Always had our bills every month and looking at Jan. last year there was about 3or4 euros difference in the bill we got yesterday and we never spare on anything as when the day comes that I start worrying about bills it will be time to move on to pastures new.


----------



## tarot650 (Sep 30, 2007)

Michael Kelly said:


> Actually my billing period can vary - sometimes it is one month, sometimes 2, sometimes just one week. I need to check this with them as it just does not make sense.


Possible it might be the area that you are in or the province.If you are that worried about it I would check up on it.


----------



## Alcalaina (Aug 6, 2010)

Michael Kelly said:


> Sorry, I have just checked this bill and see that it is for a two and a half month period. So that would make 16 euro potencia per month (before tax)


Ours is €16.50 for 4.6kW. Are you sure you are on 3.3kW? If so it should be about €12. These standing charges are fixed by the government and don't vary between suppliers.

Whatever, your bill seems very low compared to ours which averages €100 a month!


----------



## Chica22 (Feb 26, 2010)

tarot650 said:


> Possible it might be the area that you are in or the province.If you are that worried about it I would check up on it.


We own two properties, less than 10 minutes drive from each other. With one property we receive monthly bills, and the second property two monthly bills


----------



## stevesainty (Jan 7, 2011)

Before we had a smart meter fitted we had bills every two months, alternatively, one read and one estimated.
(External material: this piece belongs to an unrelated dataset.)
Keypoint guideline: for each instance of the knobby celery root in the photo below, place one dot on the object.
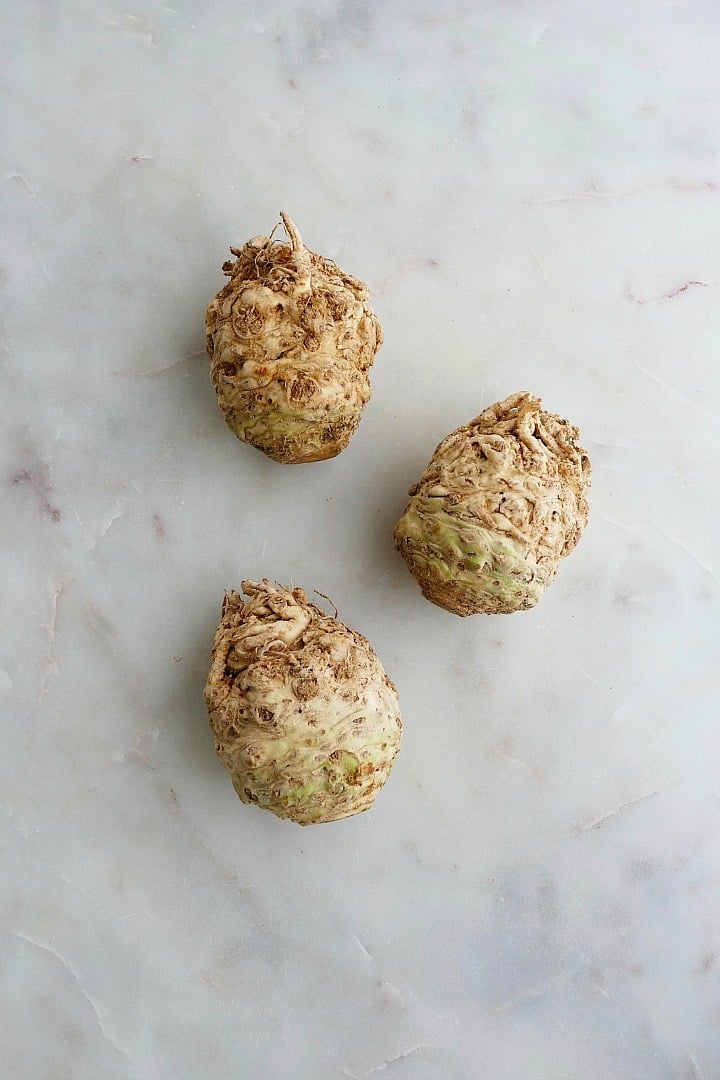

Now we have, almost, calendar monthly bills.


----------



## Michael Kelly (May 30, 2017)

I had a smart meter fitted last month so let's see if that changes.


----------



## Michael Kelly (May 30, 2017)

Alcalaina said:


> Whatever, your bill seems very low compared to ours which averages €100 a month!
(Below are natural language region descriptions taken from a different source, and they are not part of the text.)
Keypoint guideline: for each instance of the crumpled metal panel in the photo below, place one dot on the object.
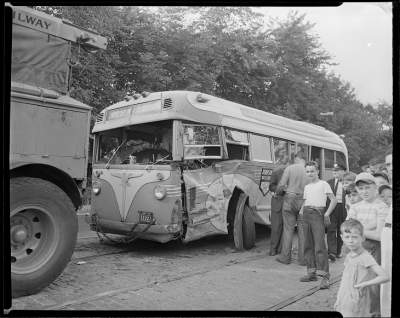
(209, 190)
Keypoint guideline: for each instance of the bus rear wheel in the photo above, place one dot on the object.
(244, 233)
(43, 233)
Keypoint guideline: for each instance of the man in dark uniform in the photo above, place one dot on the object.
(338, 215)
(276, 210)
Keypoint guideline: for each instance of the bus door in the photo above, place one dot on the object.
(205, 202)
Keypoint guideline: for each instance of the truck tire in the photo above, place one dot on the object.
(243, 225)
(43, 233)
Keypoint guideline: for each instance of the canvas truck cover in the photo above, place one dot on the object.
(39, 59)
(41, 48)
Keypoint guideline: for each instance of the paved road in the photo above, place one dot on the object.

Yes, but I am one person in a 45 m2 flat. How large is your place?


----------



## Lynn R (Feb 21, 2014)

Michael Kelly said:


> I had a smart meter fitted last month so let's see if that changes.


We had a smart meter for a couple of years before we moved but still received two-monthly blls.


----------



## Alcalaina (Aug 6, 2010)

Michael Kelly said:


> Yes, but I am one person in a 45 m2 flat. How large is your place?
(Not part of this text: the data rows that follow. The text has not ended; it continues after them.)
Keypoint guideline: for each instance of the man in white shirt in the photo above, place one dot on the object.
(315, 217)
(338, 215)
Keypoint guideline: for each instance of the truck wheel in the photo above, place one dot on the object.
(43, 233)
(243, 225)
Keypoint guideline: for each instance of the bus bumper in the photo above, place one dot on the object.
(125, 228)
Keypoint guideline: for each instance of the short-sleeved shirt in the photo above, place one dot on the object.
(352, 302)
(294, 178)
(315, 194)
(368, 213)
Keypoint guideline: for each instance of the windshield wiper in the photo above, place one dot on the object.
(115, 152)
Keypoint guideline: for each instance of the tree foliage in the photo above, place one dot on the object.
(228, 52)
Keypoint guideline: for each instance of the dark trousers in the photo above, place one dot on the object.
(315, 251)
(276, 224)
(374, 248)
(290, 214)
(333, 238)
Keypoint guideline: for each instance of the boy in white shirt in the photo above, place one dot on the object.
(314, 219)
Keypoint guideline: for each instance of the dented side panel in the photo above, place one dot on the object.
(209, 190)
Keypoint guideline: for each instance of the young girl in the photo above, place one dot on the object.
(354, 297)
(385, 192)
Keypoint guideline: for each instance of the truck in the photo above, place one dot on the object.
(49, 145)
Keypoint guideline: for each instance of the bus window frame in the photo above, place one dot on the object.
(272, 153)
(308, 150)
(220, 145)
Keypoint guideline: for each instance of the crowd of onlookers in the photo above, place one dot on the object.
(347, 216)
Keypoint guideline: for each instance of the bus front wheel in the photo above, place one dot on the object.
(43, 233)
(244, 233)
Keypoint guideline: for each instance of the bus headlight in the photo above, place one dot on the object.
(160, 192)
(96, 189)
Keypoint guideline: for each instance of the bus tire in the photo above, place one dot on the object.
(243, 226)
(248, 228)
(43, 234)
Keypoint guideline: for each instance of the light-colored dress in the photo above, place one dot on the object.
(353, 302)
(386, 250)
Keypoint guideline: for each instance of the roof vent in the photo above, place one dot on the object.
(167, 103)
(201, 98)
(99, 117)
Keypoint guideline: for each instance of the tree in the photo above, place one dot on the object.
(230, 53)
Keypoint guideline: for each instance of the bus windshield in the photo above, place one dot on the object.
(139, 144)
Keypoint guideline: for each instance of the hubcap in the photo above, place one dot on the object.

Two people in a 170m2 house ...


----------



## Michael Kelly (May 30, 2017)

The larger size would go a long way to explaining the higher bill, I guess.


----------



## Alcalaina (Aug 6, 2010)

Michael Kelly said:


> The larger size would go a long way to explaining the higher bill, I guess.


Well, we only heat two rooms during the day (we each have our own "personal space"), and didn't have air con until September. We use a propane gas fire in the living room during the evening, and never heat the bedroom. We use the washing machine at 30ºC once or twice a week. Cooking and hot water are gas. So it must be down to the OH's impressive collection of electric guitars and computer equipment ...

I've given up worrying about it, you only live once and it's important to be comfortable especially as you get older.


----------



## mrypg9 (Apr 26, 2008)

Our average monthly electricity bill is around €175..It's impossible to heat the house as it's got large rooms and the salon has a two storey high ceiling with minstrel gallery.
So we heat one room with a butane heater.
The plus side is that we don't need aircon in summer.
We do keep the pool pump running all year round and we use the washing machine several times a week plus we use electricity to cook and heat water. We also electrically heat the bathrooms for an hour or so morning and night for baths/ showers. It seems most of our neighbours have similarly high electricity bills.
We do have the highest potencia but I don't want to reduce it in case the fuse trips at an inconvenient time and I' m left in the dark under a cold shower.


----------